Latuharhary - Sebanyak 11 berkas kasus pelanggaran HAM berat yang telah dilimpahkan oleh Komnas HAM ke Kejaksaan Agung sampai saat ini belum ditindaklanjuti.
“Secara umum kami melihat ada hal-hal yang memang terus bergerak di beberapa bagian, ada kemajuan dengan beberapa catatan,” tutur Ketua Komnas HAM Ahmad Taufan Damanik dalam konferensi pers bertema “Isu HAM Periode 2 Jokowi” di Kantor Komnas HAM, Kamis (28/11/2019).
Taufan pun mengelompokkan kasus tersebut dalam dua isu sentral yang akan diajukan ke Presiden RI untuk ditindaklanjuti. Pertama, penyelesaian pelanggaran HAM yang berat masa lalu, seperti Peristiwa 1965, Kasus Rumah Gedong 1989, Peristiwa Trisakti 1998, Kasus santet, ninja, dan orang gila di Banyuwangi 1998.
Klasifikasi kasus lainnya terjadi sebelum UU Nomor 26 Tahun 2000 tentang Pengadilan HAM diberlakukan. Diantaranya, Peristiwa Wasior, Peristiwa Wamena, Peristiwa Jambu Kepuk, dan Peristiwa Paniai 2014.
“Kami berharap kabinet yang membidangi masalah-masalah ini segera mengambil langkah sehingga dalam enam bulan kedepan kita sudah mengetahui langkahnya itu apa,” kata Komisioner Amiruddin menambahkan.

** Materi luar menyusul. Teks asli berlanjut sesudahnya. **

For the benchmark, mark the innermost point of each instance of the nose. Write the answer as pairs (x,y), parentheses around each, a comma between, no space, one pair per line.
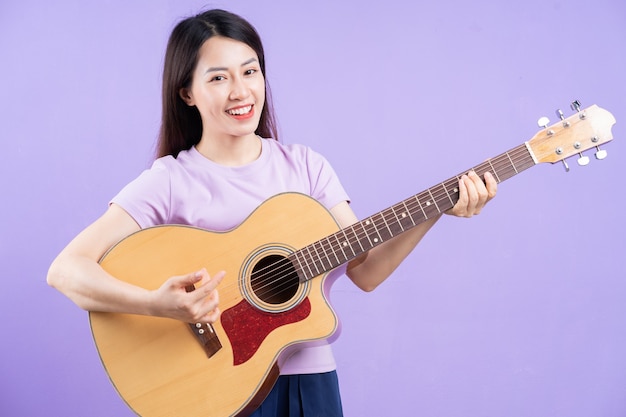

Amiruddin menyebutkan jika pemerintah melalui Menkopolhukam menyelesaikan pelanggaran HAM berat masa lalu melalui pengadilan HAM (yudisial), harus segera di koordinasikan dan ditindaklanjuti dengan berbagai instansi terkait. Sementara, jika pemerintah menempuh jalur non-yudisial mekanismenya harus jelas dan transparan.
Terkait hal ini, Beka Ulung Hapsara menambahkan bahwa pemerintah juga harus memerhatikan korban pelanggaran HAM berat masa lalu.
“Pemerintah harus melakukan pemulihan korban dan juga pemenuhan hak-hak korban, melalui konseling, konsultasi, menghilangkan trauma, bantuan medis korban, serta penghapusan stigma negatif terhadap korban dan keluarga korban,” tutur Beka.
Kedua, penanganan konflik sumber daya alam (SDA) masih menjadi pengaduan yang banyak disampaikan ke Komnas HAM. Berbagai isu konflik SDA masih mewarnai dalam perjalanan Pemerintahan Presiden Jokowi pada periode pertama. Wakil Ketua Eksternal Komnas HAM Sandrayati Moniaga pun mencermatinya melalui penerapan Reforma Agraria melalui Perpres Nomor 86 Tahun 2018.
Tindak lanjutnya oleh pemerintah, urai Sandra, masih sangat minim. Pemerintah hanya menerbitkan sertifikat individual, pemulihan tanah-tanah secara kolektif belum dilakukan.
“Konflik-konflik agraria harusnya jadi prioritas. Reforma agararia tidak dapat dilakukan jika konflik tidak diselesaikan,” tegas Sandra.
Banyak potensi pelanggaran HAM dalam konteks pembangunan infrastruktur, diakui Sandra, terjadi di sektor pembangunan infrastruktur yang tidak didahului dengan penyelesaian konflik agraria.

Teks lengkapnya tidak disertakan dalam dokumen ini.